Concurrent reading and writing of vector
As we all know, vector in C + + standard library does not guarantee thread safety. When we read and write vectors concurrently, we often face two risks:
- Content reading exception: for example, two threads are reading, one is writing, or two threads are writing at the same time, which will lead to inconsistency within a single data.
- When the vector is expanded, the memory location changes, resulting in a Segmentation fault error. Because the vector will copy all the contents to the new memory area during capacity expansion, and the original memory area will be released.

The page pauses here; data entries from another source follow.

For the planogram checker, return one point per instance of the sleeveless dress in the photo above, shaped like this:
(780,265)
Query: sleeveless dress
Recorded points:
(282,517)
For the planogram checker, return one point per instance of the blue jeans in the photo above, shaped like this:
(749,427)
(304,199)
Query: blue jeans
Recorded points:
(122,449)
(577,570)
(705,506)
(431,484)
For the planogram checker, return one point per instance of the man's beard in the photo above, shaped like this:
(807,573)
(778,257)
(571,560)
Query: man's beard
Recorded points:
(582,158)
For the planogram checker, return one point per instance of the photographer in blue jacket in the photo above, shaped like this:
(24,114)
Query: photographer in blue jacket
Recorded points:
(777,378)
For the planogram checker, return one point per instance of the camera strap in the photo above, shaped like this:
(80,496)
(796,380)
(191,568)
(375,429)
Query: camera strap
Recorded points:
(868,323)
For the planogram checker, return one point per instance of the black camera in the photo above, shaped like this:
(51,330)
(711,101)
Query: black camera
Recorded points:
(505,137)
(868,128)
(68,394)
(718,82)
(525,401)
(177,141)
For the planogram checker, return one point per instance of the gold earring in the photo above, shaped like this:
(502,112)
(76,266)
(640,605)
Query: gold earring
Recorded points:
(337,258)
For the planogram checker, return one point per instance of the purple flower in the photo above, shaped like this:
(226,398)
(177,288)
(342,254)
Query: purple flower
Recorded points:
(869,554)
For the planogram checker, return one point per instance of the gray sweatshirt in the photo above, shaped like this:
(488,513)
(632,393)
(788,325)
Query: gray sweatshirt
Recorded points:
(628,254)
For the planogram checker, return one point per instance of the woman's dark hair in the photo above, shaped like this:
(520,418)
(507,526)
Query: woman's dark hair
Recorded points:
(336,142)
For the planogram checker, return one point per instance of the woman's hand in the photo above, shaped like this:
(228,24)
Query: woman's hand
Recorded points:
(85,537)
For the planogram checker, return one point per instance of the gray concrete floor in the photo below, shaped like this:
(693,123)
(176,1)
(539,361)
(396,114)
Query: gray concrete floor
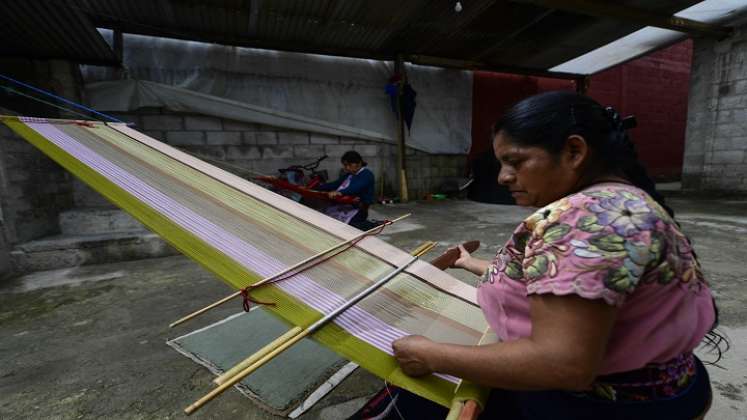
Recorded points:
(89,342)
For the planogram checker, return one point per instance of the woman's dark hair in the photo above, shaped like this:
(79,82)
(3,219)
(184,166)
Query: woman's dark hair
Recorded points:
(546,120)
(351,156)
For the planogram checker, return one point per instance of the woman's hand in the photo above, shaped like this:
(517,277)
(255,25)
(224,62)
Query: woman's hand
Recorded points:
(463,260)
(412,354)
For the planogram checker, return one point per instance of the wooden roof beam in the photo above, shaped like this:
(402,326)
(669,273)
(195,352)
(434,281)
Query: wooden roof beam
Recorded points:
(604,9)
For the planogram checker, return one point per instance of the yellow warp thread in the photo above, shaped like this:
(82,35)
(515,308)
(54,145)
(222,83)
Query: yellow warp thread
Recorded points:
(288,308)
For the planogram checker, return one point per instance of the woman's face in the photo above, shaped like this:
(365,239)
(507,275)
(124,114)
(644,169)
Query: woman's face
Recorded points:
(534,177)
(351,167)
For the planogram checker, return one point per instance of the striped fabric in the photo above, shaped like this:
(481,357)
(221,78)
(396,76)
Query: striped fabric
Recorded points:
(243,233)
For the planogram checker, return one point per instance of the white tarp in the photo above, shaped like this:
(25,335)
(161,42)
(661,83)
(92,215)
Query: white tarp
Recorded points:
(127,95)
(328,91)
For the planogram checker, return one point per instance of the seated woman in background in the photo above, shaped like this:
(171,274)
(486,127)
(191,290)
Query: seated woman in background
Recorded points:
(598,297)
(357,181)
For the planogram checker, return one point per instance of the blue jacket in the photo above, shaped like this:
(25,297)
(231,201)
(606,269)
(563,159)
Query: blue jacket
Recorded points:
(361,185)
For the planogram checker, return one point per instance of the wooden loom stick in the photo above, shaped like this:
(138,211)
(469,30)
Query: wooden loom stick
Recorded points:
(469,409)
(309,330)
(221,379)
(284,271)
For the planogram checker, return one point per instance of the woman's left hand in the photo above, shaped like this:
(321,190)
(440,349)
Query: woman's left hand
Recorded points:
(412,354)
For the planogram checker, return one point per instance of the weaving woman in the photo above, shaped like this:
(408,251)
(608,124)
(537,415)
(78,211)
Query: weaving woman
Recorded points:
(598,297)
(355,181)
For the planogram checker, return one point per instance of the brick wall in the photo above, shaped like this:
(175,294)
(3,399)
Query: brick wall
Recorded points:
(716,140)
(238,146)
(654,88)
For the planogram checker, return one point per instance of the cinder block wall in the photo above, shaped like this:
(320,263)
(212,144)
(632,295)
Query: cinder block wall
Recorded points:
(265,149)
(33,189)
(716,139)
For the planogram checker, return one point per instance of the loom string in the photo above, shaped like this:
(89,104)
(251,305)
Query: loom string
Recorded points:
(65,100)
(248,300)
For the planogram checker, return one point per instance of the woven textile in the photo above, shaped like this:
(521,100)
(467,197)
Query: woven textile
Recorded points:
(243,233)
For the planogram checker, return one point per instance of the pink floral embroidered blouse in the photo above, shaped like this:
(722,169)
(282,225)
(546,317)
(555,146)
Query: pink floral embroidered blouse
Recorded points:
(611,242)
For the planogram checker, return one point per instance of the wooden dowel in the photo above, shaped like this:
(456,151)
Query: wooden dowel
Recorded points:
(256,356)
(419,251)
(311,329)
(470,410)
(248,370)
(285,271)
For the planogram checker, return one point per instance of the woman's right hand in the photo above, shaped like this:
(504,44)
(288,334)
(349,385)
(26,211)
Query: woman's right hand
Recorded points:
(463,260)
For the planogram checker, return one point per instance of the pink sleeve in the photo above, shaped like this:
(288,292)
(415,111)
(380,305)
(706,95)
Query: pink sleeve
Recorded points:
(592,248)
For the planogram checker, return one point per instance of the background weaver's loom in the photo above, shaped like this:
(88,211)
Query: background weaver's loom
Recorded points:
(243,233)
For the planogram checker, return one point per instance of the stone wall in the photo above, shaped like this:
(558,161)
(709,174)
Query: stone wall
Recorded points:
(245,149)
(716,139)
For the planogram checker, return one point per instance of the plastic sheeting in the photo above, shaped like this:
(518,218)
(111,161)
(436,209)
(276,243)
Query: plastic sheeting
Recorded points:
(127,95)
(333,90)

At this time, if a thread is still reading or writing to the old memory area, there will be a problem.
Take a simple example:
vector<int> vec; void add_vector(int range, unsigned int seed){ srand(seed); for(int i = 0 ; i < range; i++){ vec.push_back(rand()); } } int main(){ vec.reserve(100); thread t1 = thread(add_vector, 1000, 2); thread t2 = thread(add_vector, 1000, 1); t1.join(); t2.join(); }
Both threads are adding elements to the vec. If there is no processing, it is easy to crash because of the second reason. This kind of concurrent write is likely to occur in many business scenarios. For example, in the recommendation system, in order to improve the operation efficiency, each thread produces the recommendation recall according to different strategies, and these threads will merge into the same array after the recall. Then select the best recommendation result from these recalls.
In this paper, three schemes of adding elements to vector concurrency are proposed to ensure that they can be added to vector correctly under the condition of multithreading concurrency. The project is in safe_vector.
Multithread safe vector design - lock design
The simplest design for solving concurrency problems is locking. Here, we use the mutex provided by the standard library to push_ Lock the back critical area.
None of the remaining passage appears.